The mysterious “twin dinosaurs”

Author: Julián Monge Nájera, Ecologist and Photographer 

70 million years ago, two similar-looking dinosaurs fed on the lush vegetation of southern Mongolia; anyone would have thought they were closely related; but in fact, they were not, they were the answer to a riddle: how can you be bulky enough to digest large amounts of vegetation, and, at the same time, escape from the deadly tyrannosaurid Tarbosaurus.

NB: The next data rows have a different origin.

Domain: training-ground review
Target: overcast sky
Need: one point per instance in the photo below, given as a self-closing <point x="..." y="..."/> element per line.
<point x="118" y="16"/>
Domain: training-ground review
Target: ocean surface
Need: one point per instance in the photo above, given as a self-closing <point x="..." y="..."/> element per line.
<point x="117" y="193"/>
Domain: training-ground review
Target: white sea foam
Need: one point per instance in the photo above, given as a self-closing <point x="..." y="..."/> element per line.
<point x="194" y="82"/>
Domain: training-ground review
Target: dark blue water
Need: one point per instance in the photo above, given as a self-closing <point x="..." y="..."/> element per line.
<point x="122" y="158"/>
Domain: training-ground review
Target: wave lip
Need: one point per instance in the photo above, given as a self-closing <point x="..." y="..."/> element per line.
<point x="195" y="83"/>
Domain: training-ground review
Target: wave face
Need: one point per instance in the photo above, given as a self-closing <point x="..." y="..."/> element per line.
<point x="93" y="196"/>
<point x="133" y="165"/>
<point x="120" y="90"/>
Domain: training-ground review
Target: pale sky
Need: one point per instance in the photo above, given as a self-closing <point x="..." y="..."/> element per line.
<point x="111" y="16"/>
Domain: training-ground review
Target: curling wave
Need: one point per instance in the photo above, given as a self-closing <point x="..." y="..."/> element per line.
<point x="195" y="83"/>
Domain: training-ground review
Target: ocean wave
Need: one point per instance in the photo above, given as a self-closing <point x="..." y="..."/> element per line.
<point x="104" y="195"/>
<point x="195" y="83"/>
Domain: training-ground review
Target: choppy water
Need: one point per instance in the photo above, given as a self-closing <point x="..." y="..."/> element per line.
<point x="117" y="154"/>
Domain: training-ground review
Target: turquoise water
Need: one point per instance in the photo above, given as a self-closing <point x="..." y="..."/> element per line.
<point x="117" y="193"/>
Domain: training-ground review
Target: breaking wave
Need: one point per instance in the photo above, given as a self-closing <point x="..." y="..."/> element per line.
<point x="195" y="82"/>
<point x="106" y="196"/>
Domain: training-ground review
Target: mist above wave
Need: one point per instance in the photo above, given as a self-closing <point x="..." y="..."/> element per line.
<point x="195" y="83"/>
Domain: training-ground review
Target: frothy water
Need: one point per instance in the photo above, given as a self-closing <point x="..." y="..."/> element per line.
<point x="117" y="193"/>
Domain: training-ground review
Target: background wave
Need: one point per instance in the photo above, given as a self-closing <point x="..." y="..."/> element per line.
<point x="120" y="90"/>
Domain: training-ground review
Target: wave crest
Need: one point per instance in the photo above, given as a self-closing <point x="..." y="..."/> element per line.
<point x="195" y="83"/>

This is southern Mongolia now: 

Source: Wikimedia

But 70 million years ago, it looked more like this¹:

File:Okavango Delta, Botswana (2814015836).jpg
Source: Wikimedia

The Okavango Delta, in Africa, gives us an idea of Mongolia at the time, but the canopy-like forests were rich in araucarias rather than on the kind of trees that you find in Africa today. If you could visit Mongolia in the Cretaceous, you would also see these two similar-looking dinosaurs, Deinocheirus and Therizinosaurus:

File:Deinocheirus NT.png
Deinocheirus. Source: Wikimedia
File:Therizinosaurus.png
Therizinosaurus. Source: Wikimedia

Both were as heavy as elephants, but taller (over 5 m tall and around 10 m long), and fed mostly on vegetation; they were not unhappy about swallowing the myriad little animals that were attached to the foliage: this complemented their diet with protein and other valuable nutrients; in other words, both dinosaurs were herbivores with a touch of omnivory. 

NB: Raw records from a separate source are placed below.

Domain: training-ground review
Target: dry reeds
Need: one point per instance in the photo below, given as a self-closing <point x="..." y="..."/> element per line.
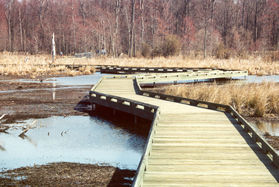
<point x="248" y="99"/>
<point x="35" y="66"/>
<point x="26" y="64"/>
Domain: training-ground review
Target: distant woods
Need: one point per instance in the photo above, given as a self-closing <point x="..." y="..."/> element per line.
<point x="141" y="27"/>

When I first saw reconstructions of these two animals, I thought that they were closely related, just like two species of the same genus that coexist in place and time; at most, I imagined, they reduced competition by a phenomenon called niche-partitioning, with Therizinosaurus feeding on drier land and Deinocheirus closer to water (fish remains have been found associated with its fossils).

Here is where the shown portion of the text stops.